Algorithm explanation and complexity analysis

Initialization

For i=1, the invariant is respected: in the first iteration, we check the f(D(i)) and d(D(i)). Since we assume that in t(0) the community definition holds, we can move on to the other iterations.

Maintenance

For i=k, given 1≤kn−1, without the loss of generality we take Dm as the dataset currently handled. There are four possible cases for this kth iteration that we can generalize into two cases:

  • f(D(k))−(f(Dm(k))−f(Dm(k+1)))<T(f(D)) or d(D(k))−(d(Dm(k))−d(Dm(k+1)))<T(d(D)) meaning T was breached and the definition of a community no longer holds, which cause in returning false.

  • f(D(k))−(f(Dm(k))−f(Dm(k+1)))≥T(f(D)) and d(D(k))−(d(Dm(k))−d(Dm(k+1)))≥T(d(D)) meaning T was not breached and the definition of a community holds, which cause in returning true. Thus the invariant is preserved.

Termination

At the last iteration, given i=n, the two options above are the same for Dn, meaning in each of the two options we get the answer whether T was breached or not, giving us a definitive result about the definition of a community.

More results of the algorithm

More results are shown in Table 3, in which we see see at every point the change effecting or not effecting T. The results are organized by different time-stamps, and are a continuance of the case-study shown in Figs. 4, 5 and 6.

Table 3 Dynamic community definition for an LDD graph

Conclusions and future work

In this paper we presented a new approach for managing real-life applications using the methods presented in monitoring LDD graphs problems. The first one is the geographic applications, for which the problem being monitored is the fastest path from a source vertex to a target vertex. The second application is the smart city OSNs, in which the problem being monitored is the definition of a community established by a certain criteria of graph attributes. The different meanings of the threshold T for the aforementioned application were studied, and their interesting experimental results were shown, along with efficient monitoring algorithms that can handle them. The algorithms correctness and completeness were proven, and their complexities were analyzed. An interesting juxtaposition can be done with our model and a proposed approach applied to a real-case big network of Wang et al. (2018), that applies a deep learning perspective to a connected traffic flow prediction.

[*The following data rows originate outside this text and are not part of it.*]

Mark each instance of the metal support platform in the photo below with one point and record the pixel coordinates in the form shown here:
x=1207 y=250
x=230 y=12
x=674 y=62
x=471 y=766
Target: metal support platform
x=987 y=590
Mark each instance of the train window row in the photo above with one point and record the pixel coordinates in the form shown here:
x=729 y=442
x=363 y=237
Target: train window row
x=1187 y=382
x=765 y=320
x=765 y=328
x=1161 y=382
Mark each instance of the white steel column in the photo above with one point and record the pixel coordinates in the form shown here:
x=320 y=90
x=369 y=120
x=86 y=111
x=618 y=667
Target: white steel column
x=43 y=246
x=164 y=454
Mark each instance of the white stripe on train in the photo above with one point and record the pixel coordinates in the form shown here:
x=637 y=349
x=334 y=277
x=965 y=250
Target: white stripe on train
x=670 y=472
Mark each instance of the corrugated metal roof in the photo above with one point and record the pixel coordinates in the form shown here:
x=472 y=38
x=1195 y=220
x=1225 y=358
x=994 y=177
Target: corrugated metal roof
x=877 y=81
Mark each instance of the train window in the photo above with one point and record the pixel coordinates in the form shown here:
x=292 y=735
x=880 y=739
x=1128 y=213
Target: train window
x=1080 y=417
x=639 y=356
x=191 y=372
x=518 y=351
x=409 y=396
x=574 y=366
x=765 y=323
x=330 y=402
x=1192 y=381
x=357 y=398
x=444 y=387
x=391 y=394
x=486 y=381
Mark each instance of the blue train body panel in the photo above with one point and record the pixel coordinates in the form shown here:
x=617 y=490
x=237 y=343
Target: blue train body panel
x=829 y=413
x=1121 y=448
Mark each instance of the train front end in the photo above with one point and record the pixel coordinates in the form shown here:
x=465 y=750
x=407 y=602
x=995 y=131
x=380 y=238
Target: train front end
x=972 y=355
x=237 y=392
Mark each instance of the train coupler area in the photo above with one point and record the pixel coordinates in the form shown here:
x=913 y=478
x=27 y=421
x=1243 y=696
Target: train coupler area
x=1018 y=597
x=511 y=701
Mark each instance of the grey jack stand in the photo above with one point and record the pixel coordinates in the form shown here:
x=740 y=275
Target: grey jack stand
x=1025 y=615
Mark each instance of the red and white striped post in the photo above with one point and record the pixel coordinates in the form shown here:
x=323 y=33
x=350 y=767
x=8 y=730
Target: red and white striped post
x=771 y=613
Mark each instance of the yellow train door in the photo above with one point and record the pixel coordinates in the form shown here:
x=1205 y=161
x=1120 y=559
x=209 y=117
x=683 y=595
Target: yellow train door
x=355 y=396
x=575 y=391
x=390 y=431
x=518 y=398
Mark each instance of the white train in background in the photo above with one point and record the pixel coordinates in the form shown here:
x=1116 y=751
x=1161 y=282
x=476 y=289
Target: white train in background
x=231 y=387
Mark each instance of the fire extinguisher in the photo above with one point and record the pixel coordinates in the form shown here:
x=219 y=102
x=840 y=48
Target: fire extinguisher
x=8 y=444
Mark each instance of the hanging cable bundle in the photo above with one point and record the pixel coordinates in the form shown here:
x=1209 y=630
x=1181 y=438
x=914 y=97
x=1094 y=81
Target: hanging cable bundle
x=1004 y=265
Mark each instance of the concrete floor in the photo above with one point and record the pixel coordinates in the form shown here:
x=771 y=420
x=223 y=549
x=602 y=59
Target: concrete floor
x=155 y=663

While the traffic flow prediction smartly intertwines efficient learning algorithms, the un-distributed network still has a high latency and overhead in comparison with our distributed network model, that needs less data to discover important features and breaches of them in the network. Delving more into the problem of Monitoring Large Dynamic graphs can yield even more interesting results, or even more possible applications especially the ones that involve handling non-trivial graphs such as directed graphs, weighted graphs, graphs with nodes that contain different attributes, and combinations of these aspects. A particularly interesting geographic application that we are currently developing is an algorithm for finding the fastest path in a distributed graph, that takes into consideration the future locations of traffic in the path, by using the graph multi-coloring method for scheduled connections shown in Bampas et al. (2015). OSN’s have even much more possible applications required in this field, such as security and access issues, communal popularity assessments, and fluid user networks. In this smart city OSN field we are currently developing access-control and information flow-control models, that use the distributed graph application presented in this paper. All of these subjects are currently being progressed.